The Economist Intelligence Unit recently launched an index to rank the quality of the policy response to coronavirus across 21 OECD countries.
Countries are assessed against three “quality of response” criteria: number of above-average excess deaths, number of tests, and provision of non-Covid-19 healthcare. Three mitigating criteria adjust scores to take pre-existing risk factors into account: share of older population, obesity prevalence, and number of international arrivals.
The resulting index is only a snapshot of what things looked like as of mid-June, based on data that is by essence incomplete. OECD countries are at different stages of the pandemic; a more accurate assessment of the situation will only be available in months, if not years.
However, our index holds some preliminary lessons for policymakers on how to prepare for potential second waves of the pandemic.
The first lesson is to go hard and go early.
Austria, Germany and New Zealand count among the countries that have been lauded for their response to the pandemic; the number of excess deaths that these countries recorded is low compared to other states despite significant risk factors, including an ageing and often overweight population. This begs the question of why these countries managed to perform significantly better than others.
The common trend between the OECD countries that recorded the lowest number of excess deaths boils down to one single thing: they all reacted early and swiftly, and put solid testing programmes in place. As a result, many of them were also able to continue to provide non-Covid healthcare, which will have a further beneficial impact on their long-term health outcomes.
This does not mean that swift lockdowns are the only way to go, however. In fact, not all of the countries that managed the pandemic well introduced stringent lockdowns at all. But what they did do was implement aggressive tracing programmes, including via the early launch of reliable mobile phone apps. This is something that other OECD countries might want to remember if the pandemic flares up again.
The second big lesson is that countries may manage the pandemic well even if they have a high risk profile.
New Zealand is a case in point: the country has the highest risk score in our rankings, alongside France and Portugal. As a whole, the New Zealand population appears vulnerable to severe coronavirus infections. The country is also a significant tourist hub and records a high number of international arrivals (as a share of the population).
Yet despite all odds, New Zealand kept the number of excess deaths at low levels by OECD standards. The quality of New Zealand’s policy response appears to have mattered more than pre-existing risk factors.
In other words, a high coronavirus death toll is by no means inevitable.
At the other end of the spectrum, the UK holds lessons as to how not to deal with a pandemic. The country had an average risk profile compared to its OECD peers. It seemed well positioned to tackle the pandemic given its superb public healthcare system.
Yet the UK recorded the second highest number of excess deaths per capita among OECD countries, just after Spain, which had a faster build-up in cases. An insufficiently fast and coordinated response, an initial lack of testing capacity, and a decision to suspend track and trace in early March may explain why the UK became an outlier. In focusing efforts on protecting hospitals, the UK also neglected care homes, which fuelled the death toll.

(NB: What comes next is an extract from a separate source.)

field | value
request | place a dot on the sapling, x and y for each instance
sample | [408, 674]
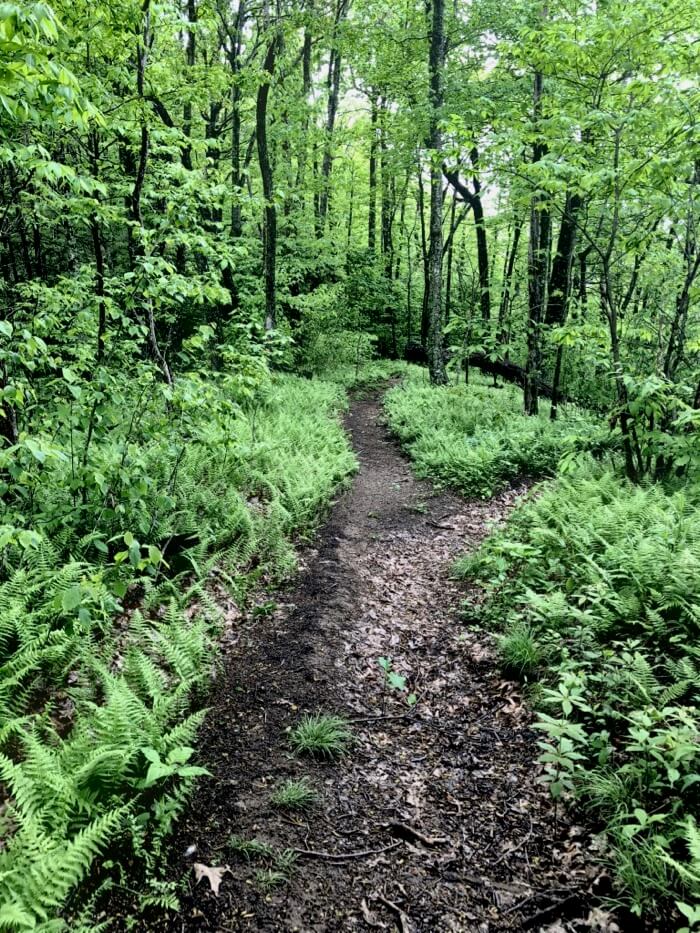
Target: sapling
[393, 681]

The third and final lesson is to look beyond crude death data. The US is a case in point here. The country records the highest number of deaths worldwide, partly reflecting population size and, perhaps, the poor initial response of the US administration. However, the high number of deaths also reflects existing risk factors, such as a high prevalence of obesity and an ageing population.
When assessed against these risk factors, America’s performance is not as poor as the crude data may suggest. In fact, it is better than that of most of the countries that shared a similar risk profile. Although it has risen in recent days, the number of excess deaths per million people in the US is in the average range of other OECD countries.
Against this metric, the US performs slightly less well than Germany and Austria, but better than France and Italy. This does not mean that the US healthcare system is performing brilliantly; many Americans lack access to health coverage, which impeded testing at first. However, things are probably not as bad as they may look at first sight.
Going hard and early and mounting a competent, co-ordinated policy response may be the recipe for success to tackle a second wave of the pandemic. There is no miracle cure against coronavirus, but ambitious and socially-accepted government measures may be the next best thing.